Submit an issue View all issues Source
MIR-1245

Disk lease not released when owning sandbox dies, blocking restarts for ~lease-timeout

Done runtime Bug public
phinze phinze Opened Jun 22, 2026 Updated Jun 23, 2026

Observed on club debugging jobsv2 (koikonom/jobsv2): a fixed-scale-1 app with a single-writer persistent disk (jobs-data, 8GB, mounted /data/, holds a DuckDB file at /data/merged.duckdb).

When a sandbox holding a single-writer disk lease is marked DEAD (here: a failed 15s port health check), its disk lease stays status.bound instead of releasing. Every subsequent boot attempt then fails volume config with disk … has an active lease (status.bound) for sandbox … and is itself marked DEAD. The lease only frees on timeout, which I observed taking ~66 minutes (bound ~14:07, released ~15:14).

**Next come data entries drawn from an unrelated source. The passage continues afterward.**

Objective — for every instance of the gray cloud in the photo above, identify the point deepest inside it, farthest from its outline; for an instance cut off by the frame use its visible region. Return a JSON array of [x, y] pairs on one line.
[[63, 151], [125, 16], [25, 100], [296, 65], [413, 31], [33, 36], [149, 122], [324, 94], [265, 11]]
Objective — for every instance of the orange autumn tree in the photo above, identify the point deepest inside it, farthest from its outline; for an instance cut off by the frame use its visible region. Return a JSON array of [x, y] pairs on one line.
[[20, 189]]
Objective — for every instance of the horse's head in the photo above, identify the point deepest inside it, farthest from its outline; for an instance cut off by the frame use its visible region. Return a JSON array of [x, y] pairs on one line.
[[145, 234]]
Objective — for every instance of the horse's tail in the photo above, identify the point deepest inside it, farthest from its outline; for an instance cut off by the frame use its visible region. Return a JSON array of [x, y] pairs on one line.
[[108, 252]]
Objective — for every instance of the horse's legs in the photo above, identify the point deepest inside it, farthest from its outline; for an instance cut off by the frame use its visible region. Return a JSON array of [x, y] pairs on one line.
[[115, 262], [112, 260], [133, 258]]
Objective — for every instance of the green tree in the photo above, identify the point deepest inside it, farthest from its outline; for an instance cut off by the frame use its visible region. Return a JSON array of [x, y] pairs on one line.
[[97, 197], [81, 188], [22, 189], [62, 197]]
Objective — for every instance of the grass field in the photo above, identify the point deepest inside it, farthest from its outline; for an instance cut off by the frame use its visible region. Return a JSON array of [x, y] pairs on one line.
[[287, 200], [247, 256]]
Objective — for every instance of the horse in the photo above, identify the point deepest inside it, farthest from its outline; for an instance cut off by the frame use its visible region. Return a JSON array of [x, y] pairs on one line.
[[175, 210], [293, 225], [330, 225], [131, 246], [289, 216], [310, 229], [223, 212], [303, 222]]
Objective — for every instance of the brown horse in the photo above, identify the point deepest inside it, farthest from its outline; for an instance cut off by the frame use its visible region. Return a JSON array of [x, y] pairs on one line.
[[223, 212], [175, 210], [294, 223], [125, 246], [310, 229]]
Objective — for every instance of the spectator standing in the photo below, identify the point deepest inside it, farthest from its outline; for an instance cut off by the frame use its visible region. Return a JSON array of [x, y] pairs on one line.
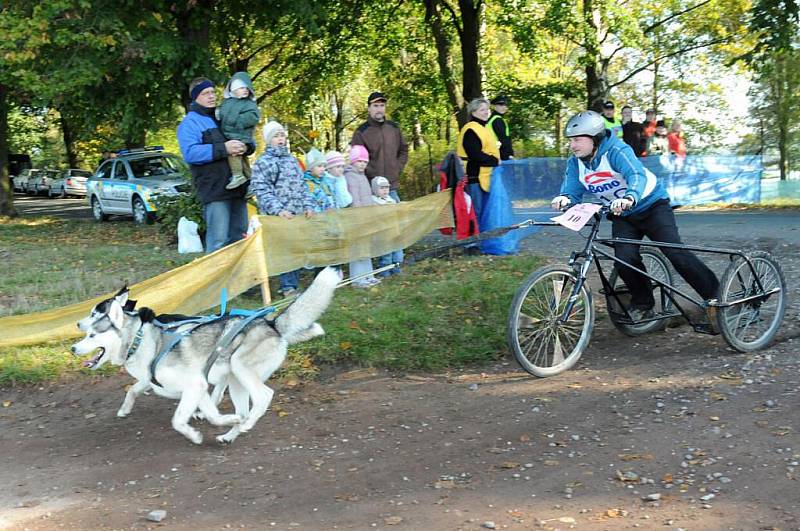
[[657, 144], [676, 140], [477, 147], [239, 116], [381, 196], [321, 192], [278, 185], [499, 125], [612, 122], [334, 177], [206, 150], [633, 132], [649, 124], [361, 192], [388, 150]]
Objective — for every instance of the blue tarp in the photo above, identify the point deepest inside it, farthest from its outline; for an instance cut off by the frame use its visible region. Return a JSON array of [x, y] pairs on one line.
[[522, 189]]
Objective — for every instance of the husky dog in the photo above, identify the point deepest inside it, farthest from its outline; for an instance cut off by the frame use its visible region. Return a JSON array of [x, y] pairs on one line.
[[247, 362]]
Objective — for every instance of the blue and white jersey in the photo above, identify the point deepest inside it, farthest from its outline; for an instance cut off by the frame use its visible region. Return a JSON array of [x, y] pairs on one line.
[[612, 173]]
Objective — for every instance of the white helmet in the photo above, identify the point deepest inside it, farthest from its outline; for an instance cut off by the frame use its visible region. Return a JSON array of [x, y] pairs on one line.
[[586, 123]]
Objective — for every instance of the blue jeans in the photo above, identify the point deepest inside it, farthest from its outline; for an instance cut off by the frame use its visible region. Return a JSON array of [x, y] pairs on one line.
[[290, 280], [226, 222], [395, 257]]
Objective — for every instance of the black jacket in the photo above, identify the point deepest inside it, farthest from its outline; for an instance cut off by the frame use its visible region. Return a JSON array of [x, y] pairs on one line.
[[499, 126], [475, 155]]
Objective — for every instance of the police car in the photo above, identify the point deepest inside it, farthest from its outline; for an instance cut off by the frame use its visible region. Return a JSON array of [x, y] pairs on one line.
[[126, 184]]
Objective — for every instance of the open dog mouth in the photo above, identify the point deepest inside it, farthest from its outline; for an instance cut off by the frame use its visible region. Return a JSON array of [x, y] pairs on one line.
[[92, 363]]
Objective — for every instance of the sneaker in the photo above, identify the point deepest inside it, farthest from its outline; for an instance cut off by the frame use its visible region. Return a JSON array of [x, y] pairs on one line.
[[289, 292], [235, 182], [638, 314]]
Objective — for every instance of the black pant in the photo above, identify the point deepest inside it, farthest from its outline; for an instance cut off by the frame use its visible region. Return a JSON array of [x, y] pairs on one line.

This turns a quick app misconfiguration (binding the wrong port) into a ~1-hour wedge plus a graveyard of dozens of DEAD jobsv2-web-* sandboxes, and it's self-perpetuating: when the stale lease finally frees, the replacement grabs it, dies the same way, and re-locks the disk.

Expected: when a sandbox transitions to a terminal/DEAD state, its disk leases should release promptly (or be preemptable by a newer sandbox for the same service), so a replacement can boot without waiting out the full lease timeout.

Evidence: journalctl -u miren.service on miren-club, grep disk-CcAtEJ8SEjy8dKKYLgyih. Key lines: sandbox boot failed, marking DEAD … has an active lease (status.bound); lease disk-lease-CcCkP6Z… bound 14:07, released 15:14.